Tuntunan Agama Islam - Badal Haji artinya mewakili orang
lain dalam menunaikan ‘ibadah haji, adalah masalah yang sampai sekarang
menimbulkan kontroversial. Oleh karena itu, dalam tulisan ringkas ini kita
mencoba menjernihkan masalah tersebut dan kami berharap penjelasan ini bisa
mendatangkan mashlahat bagi semua pihak khususnya yang saling berbeda pendapat
dalam masalah ini. Sebetulnya terdapat beberapa hadits yang menyebutkan hal
ini, di antaranya dari Ibnu 'Abbâs (radhiyallâhu
'anhumâ):
أَنَّ امْرَأَةً مِنْ
جُهَيْنَةَ جَاءَتْ إِلَى النَّبِيِّ ( ص ) فَقَالَتْ: إِنَّ أُمِّي نَذَرَتْ أَنْ
تَحُجَّ فَلَمْ تَحُجَّ حَتَّى مَاتَتْ , أَفَأَحُجُّ عَنْهَا ؟ قَالَ
: نَعَمْ حُجِّي عَنْهَاأَرَأَيْتَ لَوْ كَانَ عَلَى أُمِّكِ دَيْنٌ أَكُنْتِ قَاضَيَتَهُ ؟
أُقْضُوا اللَّهَ, فَاللَّهُ أَحَقُّ بِالْوَفَاءِ
Artinya
:
Sesungguhnya seorang wanita dari
Juhainah telah datang kepada Nabi saw., dan bertanya: "Sesungguhnya ibu-ku
telah bernadzar untuk berhaji, namun ia meninggal dunia sebelum berhaji. Apakah
boleh aku -- menggantikan -- berhaji darinya?". Nabi menjawab:
"Hajikanlah. Bukankah kalau ibu-mu berhutang engkau harus membayarnya?

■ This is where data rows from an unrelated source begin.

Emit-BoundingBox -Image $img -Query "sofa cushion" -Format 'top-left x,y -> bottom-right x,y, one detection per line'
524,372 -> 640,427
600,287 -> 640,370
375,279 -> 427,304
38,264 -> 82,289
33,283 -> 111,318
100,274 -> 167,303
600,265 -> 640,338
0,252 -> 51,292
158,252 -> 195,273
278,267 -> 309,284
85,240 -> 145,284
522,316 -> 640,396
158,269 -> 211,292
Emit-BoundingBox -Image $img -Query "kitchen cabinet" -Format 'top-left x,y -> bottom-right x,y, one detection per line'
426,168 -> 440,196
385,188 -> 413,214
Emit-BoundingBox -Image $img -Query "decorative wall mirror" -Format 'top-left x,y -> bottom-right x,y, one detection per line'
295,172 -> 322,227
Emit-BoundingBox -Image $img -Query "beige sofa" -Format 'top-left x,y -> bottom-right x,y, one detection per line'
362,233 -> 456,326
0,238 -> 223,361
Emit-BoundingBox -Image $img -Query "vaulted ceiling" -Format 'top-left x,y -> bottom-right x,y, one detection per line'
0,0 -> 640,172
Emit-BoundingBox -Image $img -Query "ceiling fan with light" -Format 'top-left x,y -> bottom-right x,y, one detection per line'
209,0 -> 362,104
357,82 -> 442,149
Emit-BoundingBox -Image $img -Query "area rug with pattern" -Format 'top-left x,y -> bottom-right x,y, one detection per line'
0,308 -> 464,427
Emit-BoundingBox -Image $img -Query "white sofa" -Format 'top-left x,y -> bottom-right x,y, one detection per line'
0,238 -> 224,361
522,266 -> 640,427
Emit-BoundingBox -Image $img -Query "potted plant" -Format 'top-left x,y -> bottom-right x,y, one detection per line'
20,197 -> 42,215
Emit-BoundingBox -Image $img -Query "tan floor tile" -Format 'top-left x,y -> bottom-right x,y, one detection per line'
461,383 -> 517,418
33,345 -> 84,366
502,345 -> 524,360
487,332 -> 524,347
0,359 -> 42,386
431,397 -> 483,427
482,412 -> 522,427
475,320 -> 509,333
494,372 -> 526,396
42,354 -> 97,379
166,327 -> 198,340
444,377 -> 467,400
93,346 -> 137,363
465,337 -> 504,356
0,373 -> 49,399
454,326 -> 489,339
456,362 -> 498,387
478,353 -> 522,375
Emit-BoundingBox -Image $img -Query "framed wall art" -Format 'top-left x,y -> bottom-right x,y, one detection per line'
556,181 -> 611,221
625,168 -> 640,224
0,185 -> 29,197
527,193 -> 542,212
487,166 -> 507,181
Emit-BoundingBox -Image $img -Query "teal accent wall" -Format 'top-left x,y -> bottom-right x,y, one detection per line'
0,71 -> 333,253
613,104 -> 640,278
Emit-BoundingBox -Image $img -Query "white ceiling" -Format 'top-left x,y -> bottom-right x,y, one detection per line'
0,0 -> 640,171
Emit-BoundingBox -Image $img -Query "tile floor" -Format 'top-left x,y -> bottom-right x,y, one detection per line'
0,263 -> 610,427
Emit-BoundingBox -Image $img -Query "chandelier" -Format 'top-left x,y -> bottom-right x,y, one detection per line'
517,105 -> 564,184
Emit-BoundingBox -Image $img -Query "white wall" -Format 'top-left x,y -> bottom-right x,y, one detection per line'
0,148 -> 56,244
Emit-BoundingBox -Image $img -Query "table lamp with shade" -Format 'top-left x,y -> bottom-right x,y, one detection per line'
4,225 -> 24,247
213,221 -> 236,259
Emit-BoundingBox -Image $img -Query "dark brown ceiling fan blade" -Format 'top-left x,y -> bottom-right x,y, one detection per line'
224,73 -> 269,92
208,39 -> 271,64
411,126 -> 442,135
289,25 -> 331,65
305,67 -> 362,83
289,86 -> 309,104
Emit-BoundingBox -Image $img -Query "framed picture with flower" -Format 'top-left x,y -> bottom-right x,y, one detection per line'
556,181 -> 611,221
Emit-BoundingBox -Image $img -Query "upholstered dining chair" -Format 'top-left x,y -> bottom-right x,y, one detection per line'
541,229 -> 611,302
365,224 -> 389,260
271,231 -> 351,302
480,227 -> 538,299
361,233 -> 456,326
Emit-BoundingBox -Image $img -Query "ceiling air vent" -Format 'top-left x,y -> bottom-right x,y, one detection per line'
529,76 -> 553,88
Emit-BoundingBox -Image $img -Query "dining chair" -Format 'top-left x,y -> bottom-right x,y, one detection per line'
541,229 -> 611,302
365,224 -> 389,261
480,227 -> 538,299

Bayarlah, karena haq Allâh itu
lebih patut dibayar".
(H.R.
Al-Bukhârî lihat Fathul-Bârî juz IV hal.64)
Dari Ibnu
'Abbâs (radhiyallâhu 'anhumâ):
كَانَ الْفَضْلُ
رَدِيْفَ النَّبِيِّ ( ص ) فَجَاءَتِ امْرَأَةٌ مِنْ خَثَعَمِ فَجَعَلَ
الْفَضْلُ يَنْظُرُ إِلَيْهَا وَ تَنْظُرُ
إِلَيْهِ , فَجَعَلَ النَّبِيُّ ( ص ) يَصْرِفُ وَ جْهَ الْفَضْلِ إِلَى الشِّقِّ
اْلآخَرِ , فَقَالَتْ: إِنَّ فَرِيْضَة اللَّهِ أَدْرَكَتْ أَِبِي شَيْخًا
كَبِيْرًا لاَ يَثْبُتُ عَلَى الرَّاحِلَةِ ، أَفَأَحُجُّ عَنْهُ؟ قَالَ: نعم وَ ذَلِكَ فِي حَجَّةِ الْوَدَاعِ
Artinya
:
Adalah Al-Fadhl dibonceng Nabi
saw.; maka datang seorang wanita dari Khatsa'am, Al-Fadhl pun melihat wanita
itu, dan wanita itu pun melihat Al-Fadhl, maka Nabi saw. memalingkan wajah
Al-Fadhl kearah lain. Wanita itu berkata : "Sesungguhnya kewajiban Allâh telah datang kepada ayah-ku yang
sudah sangat tua, dan tidak mampu lagi naik kendaraan. Apakah aku boleh
menghajikannya?". Nabi saw. menjawab: "Ya (boleh)". Peristiwa
itu terjadi pada Haji Al-Wadâ'.
(H.R.
Al-Bukhârî lihat Fathul-Bârî juz III hal. 378 dan juz IV hal.67)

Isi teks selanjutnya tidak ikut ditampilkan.